The recent paper of Frédéric Darios and Bazbek Davletov adds up to recent studies trying to decipher the molecular mechanism of action of neuroactive lipids such as omega-3 (n3) polyunsaturated fatty acids (PUFAs). Many cellular effectors of n3PUFAs have been previously identified (including neuroprotectin [1-2], cell signaling kinase Akt and PI3K [3-5], retinoid X receptors [6-7], etc.), but here the authors bring compelling in vitro evidence for a causal relationship linking PUFAs and syntaxin 3 to neurite growth. A key observation is the capacity of long-chain PUFAs (docosahexaenoic acid and arachidonic acid) to alter the 3D-structure of syntaxin 3 to make it complex with another synaptic protein, synaptosomal-associated protein-25. Among the series of fatty acids tested, only those altering syntaxin 3 conformation also promoted neurite growth. However, no distinction between n3 and n6 PUFAs was reported, contrasting with most in vivo studies, which favor n3PUFAs as neuroprotective agents. The next step is to determine if this scenario observed in cultured PC12 and hippocampal cells also occurs in vivo. If it does, it is possible that n3PUFAs exert their benefit on cognitive function through their action on syntaxin 3. This hypothesis will need to be tested in animal models of cognitive deficit. Syntaxin 3 could evolve as a potential drug target for Alzheimer disease.
References:
Bazan NG.
Neuroprotectin D1 (NPD1): a DHA-derived mediator that protects brain and retina against cell injury-induced oxidative stress.
Brain Pathol. 2005 Apr;15(2):159-66.
PubMed.
Lukiw WJ, Cui JG, Marcheselli VL, Bodker M, Botkjaer A, Gotlinger K, Serhan CN, Bazan NG.
A role for docosahexaenoic acid-derived neuroprotectin D1 in neural cell survival and Alzheimer disease.

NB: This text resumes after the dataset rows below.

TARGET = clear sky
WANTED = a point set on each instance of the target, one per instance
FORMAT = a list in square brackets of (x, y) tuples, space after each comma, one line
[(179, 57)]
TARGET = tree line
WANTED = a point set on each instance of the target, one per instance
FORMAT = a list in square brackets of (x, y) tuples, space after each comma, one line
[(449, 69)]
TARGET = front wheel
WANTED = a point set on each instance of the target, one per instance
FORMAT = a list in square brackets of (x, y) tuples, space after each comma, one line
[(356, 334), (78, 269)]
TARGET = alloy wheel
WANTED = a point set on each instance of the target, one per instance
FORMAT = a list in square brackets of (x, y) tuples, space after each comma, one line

J Clin Invest. 2005 Oct;115(10):2774-83.
PubMed.
Akbar M, Calderon F, Wen Z, Kim HY.
Docosahexaenoic acid: a positive modulator of Akt signaling in neuronal survival.
Proc Natl Acad Sci U S A. 2005 Aug 2;102(31):10858-63.
PubMed.
Akbar M, Kim HY.
Protective effects of docosahexaenoic acid in staurosporine-induced apoptosis: involvement of phosphatidylinositol-3 kinase pathway.
J Neurochem. 2002 Aug;82(3):655-65.
PubMed.
Calon F, Lim GP, Yang F, Morihara T, Teter B, Ubeda O, Rostaing P, Triller A, Salem N, Ashe KH, Frautschy SA, Cole GM.
Docosahexaenoic acid protects from dendritic pathology in an Alzheimer's disease mouse model.
Neuron. 2004 Sep 2;43(5):633-45.
PubMed.
de Urquiza AM, Liu S, Sjöberg M, Zetterström RH, Griffiths W, Sjövall J, Perlmann T.
Docosahexaenoic acid, a ligand for the retinoid X receptor in mouse brain.
Science. 2000 Dec 15;290(5499):2140-4.
PubMed.
Samadi P, Grégoire L, Rouillard C, Bédard PJ, Di Paolo T, Lévesque D.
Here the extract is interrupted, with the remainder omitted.